I allowed this conversation to start, because I think that Skid's original question was important and interesting, and a conversation I'd like us to have. But I don't think I can keep on giving a platform to his nonsense.

Sarah AB said...

Thanks Flesh and Bob - Just following up Bob's comments - what worries me isn't so much the (non-trivial) number of anti-Israel campaigners who are either crudely or more subtly antisemitic. If I felt the more objectionable adherents of a position had the power to taint that position or the people associated with it - then it would be difficult to speak out against, say, extreme Islamism, because there one would obviously have some unwelcome company. What worries me much more is the fact that those who avoid antisemitic discourse nevertheless refuse, to a great degree, to acknowledge that it is a problem in others, in the boycott movement as a whole.
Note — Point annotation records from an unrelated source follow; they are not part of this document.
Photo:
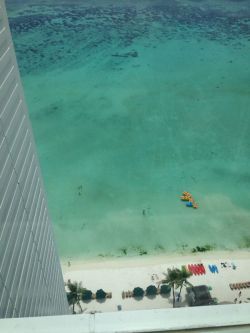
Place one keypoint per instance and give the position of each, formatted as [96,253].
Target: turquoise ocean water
[133,102]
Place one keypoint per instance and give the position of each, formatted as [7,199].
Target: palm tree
[176,278]
[184,275]
[75,294]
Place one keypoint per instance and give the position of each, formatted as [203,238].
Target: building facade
[31,282]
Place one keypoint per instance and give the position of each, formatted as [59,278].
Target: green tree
[176,278]
[184,275]
[74,295]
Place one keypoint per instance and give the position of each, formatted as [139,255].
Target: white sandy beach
[123,274]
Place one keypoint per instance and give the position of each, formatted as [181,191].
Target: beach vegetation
[138,292]
[74,295]
[151,290]
[177,278]
[101,294]
[165,289]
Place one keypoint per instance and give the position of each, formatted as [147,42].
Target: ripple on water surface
[131,104]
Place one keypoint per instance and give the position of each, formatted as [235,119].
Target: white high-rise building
[31,282]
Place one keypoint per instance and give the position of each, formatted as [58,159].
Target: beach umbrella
[138,292]
[86,295]
[100,294]
[151,290]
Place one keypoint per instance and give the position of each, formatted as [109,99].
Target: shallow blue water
[131,104]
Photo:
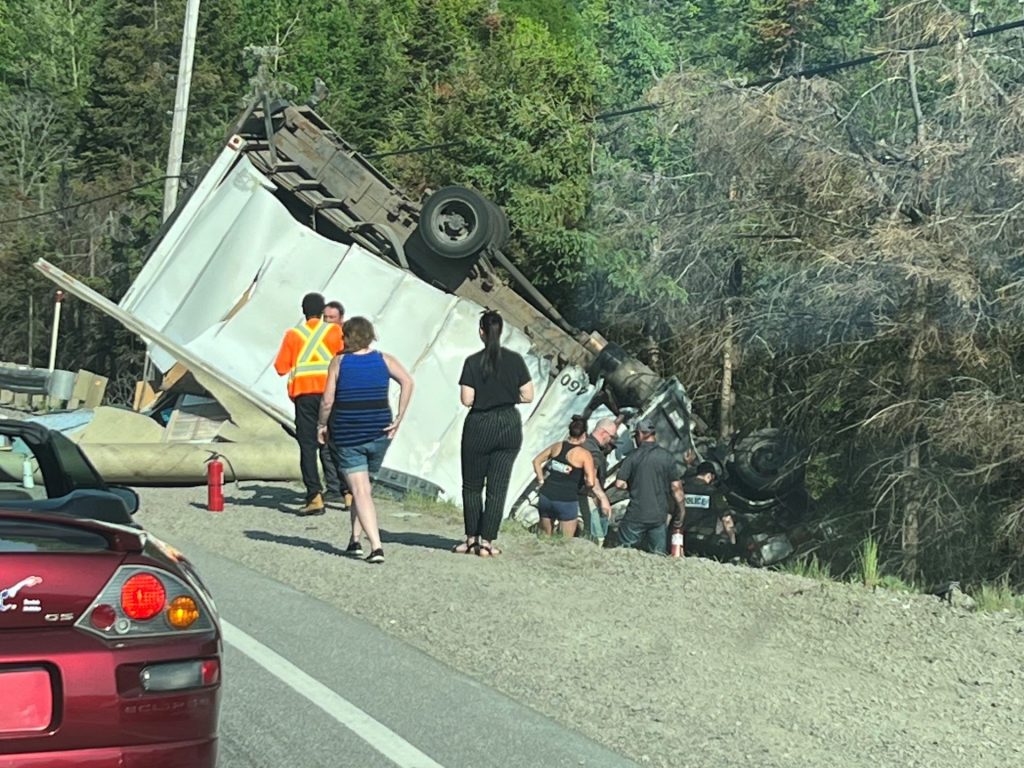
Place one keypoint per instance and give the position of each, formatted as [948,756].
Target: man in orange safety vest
[305,353]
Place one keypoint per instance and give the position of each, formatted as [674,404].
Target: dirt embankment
[671,663]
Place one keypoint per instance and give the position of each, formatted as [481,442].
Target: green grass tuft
[808,567]
[867,563]
[997,597]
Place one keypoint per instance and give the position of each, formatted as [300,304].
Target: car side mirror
[128,496]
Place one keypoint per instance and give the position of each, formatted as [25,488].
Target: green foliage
[997,597]
[808,567]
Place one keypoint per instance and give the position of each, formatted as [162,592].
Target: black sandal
[491,549]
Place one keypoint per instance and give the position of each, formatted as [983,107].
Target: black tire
[766,463]
[457,222]
[500,230]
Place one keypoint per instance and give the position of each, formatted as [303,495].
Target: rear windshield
[29,536]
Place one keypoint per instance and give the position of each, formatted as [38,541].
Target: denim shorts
[564,511]
[368,457]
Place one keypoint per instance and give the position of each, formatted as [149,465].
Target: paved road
[306,686]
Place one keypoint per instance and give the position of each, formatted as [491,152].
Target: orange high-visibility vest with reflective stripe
[308,375]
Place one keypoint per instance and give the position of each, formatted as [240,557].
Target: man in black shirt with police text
[709,527]
[655,492]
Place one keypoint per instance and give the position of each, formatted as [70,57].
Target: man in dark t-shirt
[655,492]
[708,526]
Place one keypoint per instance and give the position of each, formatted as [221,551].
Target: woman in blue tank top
[355,404]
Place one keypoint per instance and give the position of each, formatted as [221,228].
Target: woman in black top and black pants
[494,381]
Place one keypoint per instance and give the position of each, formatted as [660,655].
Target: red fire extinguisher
[677,543]
[215,483]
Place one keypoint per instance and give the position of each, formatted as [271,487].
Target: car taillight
[180,675]
[143,601]
[142,597]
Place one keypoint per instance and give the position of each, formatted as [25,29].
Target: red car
[110,644]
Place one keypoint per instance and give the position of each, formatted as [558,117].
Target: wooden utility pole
[180,109]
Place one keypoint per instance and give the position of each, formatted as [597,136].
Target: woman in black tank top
[564,470]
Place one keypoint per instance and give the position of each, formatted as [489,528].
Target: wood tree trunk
[913,511]
[727,397]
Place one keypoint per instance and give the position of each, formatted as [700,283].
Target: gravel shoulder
[671,663]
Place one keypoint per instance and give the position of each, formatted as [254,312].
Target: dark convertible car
[110,644]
I once tried to convince an antizionist that the UCU should not have invited Masuku to speak and her countermove was to say that his most a/s statement - 'Jews are arrogant' - was made when he was being provoked. So what? And whether or not one 'forgives' him on a personal level - that certainly doesn't mean he should speak at a meeting at a union which is supposedly committed to antiracism.

brocklydave said...

I remember seeing a pro palestinian demonstation with banners proclaiming that masons had killed a certain pc .
I didn,t really understand why they didn,t say zionists if thats what they meant .Or were they saying masons as a way of avoiding saying jews.
anyway made me feel uncomfortable .
i don,t understand why so called anti-racists would attend a march with banners like that.
Surely the best way forward for palestinians to reclaim their land is for anti-zionists to reassure israelis they arn,t anti semetic.

darren redstar said...

I cannot, once again, claim responsibility for the classwar series on redstar. that was our James, terror of Paul's comments page. My contribution is restricted to tidying up some of the spellings and removing a few of the names.
James has written another 60,000 or so more words. which he wants to bring together into a (substantial) book/pamphlet.
There are a lot of good ideas in James' work, as well as plenty I disagree with. In my opinion it is well worth plowing through.

bob said...

Darren, thanks - shows how observant a reader I am! I have printed it out and look forward to reading it properly. However, I finally bought the AFA book today, having managed to make it to Freedom Books, and couldn't wait to get stuck into that, so Class War might have to move down the priority list.